I suppose he will be upon my hands.”
“Exactly.”
“Don’t sit there looking judicial. I’m quite ready to listen to suggestions if you’ve any to make.”
“In the case of any ordinary boy,” said Henry, “I might make lots of suggestions as to the finding of suitable employment. From what we know of Comus it would be rather a waste of time for either of us to look for jobs which he wouldn’t look at when we’d got them for him.”
“He must do something,” said Francesca.
“I know he must; but he never will. At least, he’ll never stick to anything. The most hopeful thing to do with him will be to marry him to an heiress. That would solve the financial side of his problem. If he had unlimited money at his disposal, he might go into the wilds somewhere and shoot big game.
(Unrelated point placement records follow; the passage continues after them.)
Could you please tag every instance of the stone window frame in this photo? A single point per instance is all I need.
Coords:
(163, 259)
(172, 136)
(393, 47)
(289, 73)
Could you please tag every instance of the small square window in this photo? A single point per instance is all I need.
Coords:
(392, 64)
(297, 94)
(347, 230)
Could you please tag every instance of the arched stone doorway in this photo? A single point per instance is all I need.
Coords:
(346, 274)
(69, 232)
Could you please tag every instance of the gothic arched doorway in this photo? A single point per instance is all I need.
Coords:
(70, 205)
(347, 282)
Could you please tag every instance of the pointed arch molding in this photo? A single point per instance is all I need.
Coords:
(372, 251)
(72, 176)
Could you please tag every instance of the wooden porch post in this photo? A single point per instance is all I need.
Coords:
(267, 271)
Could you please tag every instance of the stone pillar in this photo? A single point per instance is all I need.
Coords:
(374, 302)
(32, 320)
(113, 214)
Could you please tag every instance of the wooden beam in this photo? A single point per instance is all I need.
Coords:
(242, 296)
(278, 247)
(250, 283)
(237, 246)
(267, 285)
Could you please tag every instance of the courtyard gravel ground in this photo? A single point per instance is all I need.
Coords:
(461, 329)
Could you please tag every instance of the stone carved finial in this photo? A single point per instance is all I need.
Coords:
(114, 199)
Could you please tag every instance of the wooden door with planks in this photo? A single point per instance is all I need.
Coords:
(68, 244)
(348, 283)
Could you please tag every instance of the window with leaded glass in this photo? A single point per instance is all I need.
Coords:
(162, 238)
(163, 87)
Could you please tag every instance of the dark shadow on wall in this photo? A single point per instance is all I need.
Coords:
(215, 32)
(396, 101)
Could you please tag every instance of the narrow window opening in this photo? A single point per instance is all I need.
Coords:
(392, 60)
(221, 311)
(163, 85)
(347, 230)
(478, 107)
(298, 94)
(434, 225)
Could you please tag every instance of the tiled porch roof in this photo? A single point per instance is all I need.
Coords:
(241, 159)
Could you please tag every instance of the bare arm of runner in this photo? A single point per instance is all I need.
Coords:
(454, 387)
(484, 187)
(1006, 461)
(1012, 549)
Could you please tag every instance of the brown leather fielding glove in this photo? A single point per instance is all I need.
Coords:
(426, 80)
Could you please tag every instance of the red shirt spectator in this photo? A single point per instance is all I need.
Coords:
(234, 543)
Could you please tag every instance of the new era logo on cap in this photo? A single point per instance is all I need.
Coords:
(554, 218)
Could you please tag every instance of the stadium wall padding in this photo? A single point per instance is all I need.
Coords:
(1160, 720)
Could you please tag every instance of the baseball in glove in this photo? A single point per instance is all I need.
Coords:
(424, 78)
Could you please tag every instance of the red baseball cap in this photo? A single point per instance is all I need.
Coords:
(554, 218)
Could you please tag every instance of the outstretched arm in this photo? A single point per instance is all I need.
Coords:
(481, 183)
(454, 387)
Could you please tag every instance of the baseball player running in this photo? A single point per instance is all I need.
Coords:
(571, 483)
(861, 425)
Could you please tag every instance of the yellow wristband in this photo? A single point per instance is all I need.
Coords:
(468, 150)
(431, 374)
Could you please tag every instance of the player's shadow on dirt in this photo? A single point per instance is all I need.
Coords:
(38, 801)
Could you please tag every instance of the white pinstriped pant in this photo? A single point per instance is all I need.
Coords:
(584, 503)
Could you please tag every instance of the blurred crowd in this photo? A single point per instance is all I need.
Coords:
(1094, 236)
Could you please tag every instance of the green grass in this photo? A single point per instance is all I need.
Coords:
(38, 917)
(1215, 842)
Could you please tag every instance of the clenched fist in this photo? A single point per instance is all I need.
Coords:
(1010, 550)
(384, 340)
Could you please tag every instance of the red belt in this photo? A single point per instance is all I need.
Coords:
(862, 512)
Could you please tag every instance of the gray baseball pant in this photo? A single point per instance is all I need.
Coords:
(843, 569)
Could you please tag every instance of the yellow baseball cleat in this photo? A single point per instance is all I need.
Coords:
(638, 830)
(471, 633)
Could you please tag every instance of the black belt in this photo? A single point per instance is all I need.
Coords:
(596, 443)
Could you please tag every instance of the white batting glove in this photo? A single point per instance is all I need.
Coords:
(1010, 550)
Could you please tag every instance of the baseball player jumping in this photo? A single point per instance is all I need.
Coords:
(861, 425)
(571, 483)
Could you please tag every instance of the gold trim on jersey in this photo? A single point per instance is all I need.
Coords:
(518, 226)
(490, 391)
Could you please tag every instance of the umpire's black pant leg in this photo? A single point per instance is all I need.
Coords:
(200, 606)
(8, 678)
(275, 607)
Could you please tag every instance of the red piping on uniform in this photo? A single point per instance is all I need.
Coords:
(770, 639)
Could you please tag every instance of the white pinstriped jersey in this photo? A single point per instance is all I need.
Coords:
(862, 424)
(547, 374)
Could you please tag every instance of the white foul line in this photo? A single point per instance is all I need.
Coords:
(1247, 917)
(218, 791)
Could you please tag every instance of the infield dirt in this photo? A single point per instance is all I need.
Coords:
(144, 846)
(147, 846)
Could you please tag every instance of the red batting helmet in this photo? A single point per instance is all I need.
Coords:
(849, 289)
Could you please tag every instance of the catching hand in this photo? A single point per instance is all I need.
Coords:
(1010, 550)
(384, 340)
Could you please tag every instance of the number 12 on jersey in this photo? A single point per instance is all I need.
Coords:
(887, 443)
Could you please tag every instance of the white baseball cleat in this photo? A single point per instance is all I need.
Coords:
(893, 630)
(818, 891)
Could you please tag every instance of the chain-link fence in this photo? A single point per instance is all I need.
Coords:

I never know what the big game have done to deserve it, but they do help to deflect the destructive energies of some of our social misfits.”
Henry, who never killed anything larger or fiercer than a trout, was scornfully superior on the subject of big game shooting.
Francesca brightened at the matrimonial suggestion. “I don’t know about an heiress,” she said reflectively. “There’s Emmeline Chetrof of course. One could hardly call her an heiress, but she’s got a comfortable little income of her own and I suppose something more will come to her from her grandmother. Then, of course, you know this house goes to her when she marries.”
“That would be very convenient,” said Henry, probably following a line of thought that his sister had trodden many hundreds of times before him. “Do she and Comus hit it off at all well together?”
“Oh, well enough in boy and girl fashion,” said Francesca. “I must arrange for them to see more of each other in future. By the way, that little brother of hers that she dotes on, Lancelot, goes to Thaleby this term. I’ll write and tell Comus to be specially kind to him; that will be a sure way to Emmeline’s heart. Comus has been made a prefect, you know. Heaven knows why.”
“It can only be for prominence in games,” sniffed Henry; “I think we may safely leave work and conduct out of the question.”
Comus was not a favourite with his uncle.
Francesca had turned to her writing cabinet and was hastily scribbling a letter to her son in which the delicate health, timid disposition and other inevitable attributes of the new boy were brought to his notice, and commanded to his care. When she had sealed and stamped the envelope Henry uttered a belated caution.
“Perhaps on the whole it would be wiser to say nothing about the boy to Comus. He doesn’t always respond to directions you know.”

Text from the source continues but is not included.